The plot is a little thin, as is to be expected of a slapstick vehicle. Most of the runtime is “let Jerry be funny on camera for a while”, so the plot is just enough to keep that going. However, it’s surprisingly not as tired as it might have been. There’s a love story, but it’s a love story about being able to move on from old wounds. It’s handled very maturely, Jerry-gurning notwithstanding.
The physical comedy isn’t as much pratfalls and knocking things over as I expected. A lot of it is just pulling weird faces and surprising, cartoonish physical juxtapositions. When I read that the hospital was a mental hospital and Jerome had a problem with taking on the ailments of his patients, I thought it would be much more about him imitating wacky mental cases, but the extent to which it comes up is a patient describing her physical ailments in great detail causing him extreme discomfort. Most of his misfortune comes from obliviously trying too hard to be helpful.
The for-profit nature of the hospital is shockingly timely.
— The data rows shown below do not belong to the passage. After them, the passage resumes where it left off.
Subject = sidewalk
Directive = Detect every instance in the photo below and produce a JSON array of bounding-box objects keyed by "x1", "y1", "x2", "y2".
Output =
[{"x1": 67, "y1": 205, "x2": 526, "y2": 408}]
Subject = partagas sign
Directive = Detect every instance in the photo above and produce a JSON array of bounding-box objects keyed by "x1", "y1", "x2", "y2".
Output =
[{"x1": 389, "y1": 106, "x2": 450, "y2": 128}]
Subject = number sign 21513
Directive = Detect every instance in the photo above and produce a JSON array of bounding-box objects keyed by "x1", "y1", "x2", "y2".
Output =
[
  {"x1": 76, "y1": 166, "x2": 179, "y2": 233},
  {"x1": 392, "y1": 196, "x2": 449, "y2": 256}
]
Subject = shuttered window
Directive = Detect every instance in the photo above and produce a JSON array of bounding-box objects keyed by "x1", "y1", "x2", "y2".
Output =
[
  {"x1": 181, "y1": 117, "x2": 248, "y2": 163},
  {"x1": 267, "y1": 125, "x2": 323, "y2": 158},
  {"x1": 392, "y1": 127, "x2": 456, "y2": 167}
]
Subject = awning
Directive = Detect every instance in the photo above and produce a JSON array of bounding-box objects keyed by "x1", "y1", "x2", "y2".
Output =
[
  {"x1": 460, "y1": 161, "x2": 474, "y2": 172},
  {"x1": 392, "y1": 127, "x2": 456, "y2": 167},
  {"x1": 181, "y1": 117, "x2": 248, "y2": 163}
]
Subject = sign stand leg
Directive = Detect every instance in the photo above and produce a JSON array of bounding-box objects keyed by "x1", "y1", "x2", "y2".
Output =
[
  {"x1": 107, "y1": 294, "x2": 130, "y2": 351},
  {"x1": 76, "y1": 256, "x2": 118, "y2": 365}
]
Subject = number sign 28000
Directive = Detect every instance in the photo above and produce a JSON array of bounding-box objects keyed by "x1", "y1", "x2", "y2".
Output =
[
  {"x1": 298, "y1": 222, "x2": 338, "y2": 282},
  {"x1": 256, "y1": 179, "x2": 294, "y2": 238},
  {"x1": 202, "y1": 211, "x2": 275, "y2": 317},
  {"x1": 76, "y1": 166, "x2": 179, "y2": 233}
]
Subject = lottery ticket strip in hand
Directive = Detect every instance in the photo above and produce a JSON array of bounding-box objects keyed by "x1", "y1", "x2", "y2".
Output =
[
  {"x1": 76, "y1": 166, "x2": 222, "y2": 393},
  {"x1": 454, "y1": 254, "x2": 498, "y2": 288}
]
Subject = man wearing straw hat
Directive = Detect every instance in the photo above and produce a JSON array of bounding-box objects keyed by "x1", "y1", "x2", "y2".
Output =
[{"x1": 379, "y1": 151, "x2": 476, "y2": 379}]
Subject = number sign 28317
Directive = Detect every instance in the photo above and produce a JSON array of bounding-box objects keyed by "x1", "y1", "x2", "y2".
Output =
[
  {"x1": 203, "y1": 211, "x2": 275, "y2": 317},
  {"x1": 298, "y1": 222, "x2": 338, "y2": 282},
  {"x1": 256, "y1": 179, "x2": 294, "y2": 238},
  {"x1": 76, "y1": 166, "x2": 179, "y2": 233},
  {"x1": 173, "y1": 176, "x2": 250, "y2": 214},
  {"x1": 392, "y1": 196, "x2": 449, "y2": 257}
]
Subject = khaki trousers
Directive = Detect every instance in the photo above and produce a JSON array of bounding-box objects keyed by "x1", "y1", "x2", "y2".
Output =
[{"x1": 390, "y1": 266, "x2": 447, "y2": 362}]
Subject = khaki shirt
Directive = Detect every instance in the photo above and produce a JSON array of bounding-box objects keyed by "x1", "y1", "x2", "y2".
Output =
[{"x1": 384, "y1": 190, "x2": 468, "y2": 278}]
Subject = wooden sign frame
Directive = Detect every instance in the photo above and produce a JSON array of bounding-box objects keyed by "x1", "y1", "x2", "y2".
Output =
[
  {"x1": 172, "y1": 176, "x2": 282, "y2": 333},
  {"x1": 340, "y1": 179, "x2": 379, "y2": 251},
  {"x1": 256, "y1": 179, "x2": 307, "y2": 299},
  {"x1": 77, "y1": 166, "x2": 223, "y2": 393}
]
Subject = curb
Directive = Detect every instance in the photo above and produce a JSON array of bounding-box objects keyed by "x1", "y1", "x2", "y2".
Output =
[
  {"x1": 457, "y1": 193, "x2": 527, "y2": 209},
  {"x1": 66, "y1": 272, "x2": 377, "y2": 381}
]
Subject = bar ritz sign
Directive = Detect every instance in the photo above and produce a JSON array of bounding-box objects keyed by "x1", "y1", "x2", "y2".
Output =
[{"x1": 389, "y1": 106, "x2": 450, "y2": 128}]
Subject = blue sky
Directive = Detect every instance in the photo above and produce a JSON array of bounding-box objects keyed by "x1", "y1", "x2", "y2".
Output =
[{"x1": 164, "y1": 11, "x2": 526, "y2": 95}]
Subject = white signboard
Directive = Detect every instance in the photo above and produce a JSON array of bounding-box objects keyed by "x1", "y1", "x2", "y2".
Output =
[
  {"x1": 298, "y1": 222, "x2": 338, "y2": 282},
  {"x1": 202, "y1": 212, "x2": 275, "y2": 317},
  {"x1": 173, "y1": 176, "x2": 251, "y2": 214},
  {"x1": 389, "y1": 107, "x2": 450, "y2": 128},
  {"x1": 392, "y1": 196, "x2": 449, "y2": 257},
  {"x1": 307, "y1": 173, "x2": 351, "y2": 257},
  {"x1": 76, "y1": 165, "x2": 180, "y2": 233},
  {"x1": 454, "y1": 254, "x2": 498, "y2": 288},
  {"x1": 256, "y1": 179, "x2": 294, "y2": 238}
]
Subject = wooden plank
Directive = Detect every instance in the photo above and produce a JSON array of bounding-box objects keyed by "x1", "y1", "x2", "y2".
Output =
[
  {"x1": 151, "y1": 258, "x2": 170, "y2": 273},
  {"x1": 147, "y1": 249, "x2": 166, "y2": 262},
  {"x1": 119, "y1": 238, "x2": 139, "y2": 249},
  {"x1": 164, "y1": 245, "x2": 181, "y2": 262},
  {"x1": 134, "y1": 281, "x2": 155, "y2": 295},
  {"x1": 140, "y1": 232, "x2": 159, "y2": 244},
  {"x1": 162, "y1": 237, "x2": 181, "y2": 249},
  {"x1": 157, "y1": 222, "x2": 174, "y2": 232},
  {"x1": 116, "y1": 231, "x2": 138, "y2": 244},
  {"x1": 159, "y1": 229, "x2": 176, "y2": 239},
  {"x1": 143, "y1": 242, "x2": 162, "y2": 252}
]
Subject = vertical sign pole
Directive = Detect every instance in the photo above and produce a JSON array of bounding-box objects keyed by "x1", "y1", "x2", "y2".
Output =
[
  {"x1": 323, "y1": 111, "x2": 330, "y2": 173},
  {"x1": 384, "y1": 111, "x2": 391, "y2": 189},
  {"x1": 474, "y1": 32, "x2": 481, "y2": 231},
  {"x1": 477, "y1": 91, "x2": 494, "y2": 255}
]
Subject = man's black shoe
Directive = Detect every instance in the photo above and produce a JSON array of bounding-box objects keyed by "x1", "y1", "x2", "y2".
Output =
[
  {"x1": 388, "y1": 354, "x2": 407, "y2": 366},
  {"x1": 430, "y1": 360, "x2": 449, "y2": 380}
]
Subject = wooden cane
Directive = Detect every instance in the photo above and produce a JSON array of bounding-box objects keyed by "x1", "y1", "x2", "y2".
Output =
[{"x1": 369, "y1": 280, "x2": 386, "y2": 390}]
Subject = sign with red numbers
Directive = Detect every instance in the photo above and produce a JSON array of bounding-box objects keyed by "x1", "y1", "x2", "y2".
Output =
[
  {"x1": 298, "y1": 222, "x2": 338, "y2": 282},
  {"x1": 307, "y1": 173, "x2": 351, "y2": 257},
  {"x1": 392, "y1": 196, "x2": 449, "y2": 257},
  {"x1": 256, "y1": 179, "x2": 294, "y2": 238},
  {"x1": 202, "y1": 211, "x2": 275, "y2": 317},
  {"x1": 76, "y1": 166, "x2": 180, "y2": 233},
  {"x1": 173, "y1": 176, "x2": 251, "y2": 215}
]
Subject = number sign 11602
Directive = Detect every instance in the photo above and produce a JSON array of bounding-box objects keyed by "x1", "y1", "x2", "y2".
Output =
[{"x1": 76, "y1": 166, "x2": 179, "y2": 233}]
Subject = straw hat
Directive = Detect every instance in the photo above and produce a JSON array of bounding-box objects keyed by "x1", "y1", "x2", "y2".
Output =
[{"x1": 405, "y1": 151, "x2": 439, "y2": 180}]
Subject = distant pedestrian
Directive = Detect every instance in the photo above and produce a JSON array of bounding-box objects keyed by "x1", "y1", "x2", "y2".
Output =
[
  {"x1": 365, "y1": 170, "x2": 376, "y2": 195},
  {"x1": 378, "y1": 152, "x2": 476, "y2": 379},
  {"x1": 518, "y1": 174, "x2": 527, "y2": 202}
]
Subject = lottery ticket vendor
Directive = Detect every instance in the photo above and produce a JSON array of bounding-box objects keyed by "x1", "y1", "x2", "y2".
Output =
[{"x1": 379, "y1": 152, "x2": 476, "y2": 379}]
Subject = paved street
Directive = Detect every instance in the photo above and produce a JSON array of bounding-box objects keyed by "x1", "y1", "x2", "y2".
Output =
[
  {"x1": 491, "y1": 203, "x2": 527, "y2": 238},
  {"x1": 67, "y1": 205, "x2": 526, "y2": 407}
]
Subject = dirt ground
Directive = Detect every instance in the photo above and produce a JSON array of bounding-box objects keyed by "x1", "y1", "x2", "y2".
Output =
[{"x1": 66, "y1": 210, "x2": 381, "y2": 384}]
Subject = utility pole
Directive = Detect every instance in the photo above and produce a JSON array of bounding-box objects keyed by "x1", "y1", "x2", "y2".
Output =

The hospital’s owner goes on at length about maximizing profits, robbing the ill of just as much money as the market will support without drawing scrutiny, and marketing toward the most lucrative patients. He specifically mentions vastly overcharging for the cheapest kinds of pills. Aside from the plastic surgery boom of the 70s and 80s, I thought ballooning healthcare expenses wasn’t a problem on the public consciousness until sometime in the late 90s when people started to realize what a bad deal HMO insurance was giving them.
It’s a Jerry Lewis movie with a medical theme. The first part of that should be enough to decide if it’s worth watching. I found it to have elements that seem to transcend its era, but it’s mostly just faces, falling over, and being awkward. If that sounds enjoyable, that’s all that’s needed.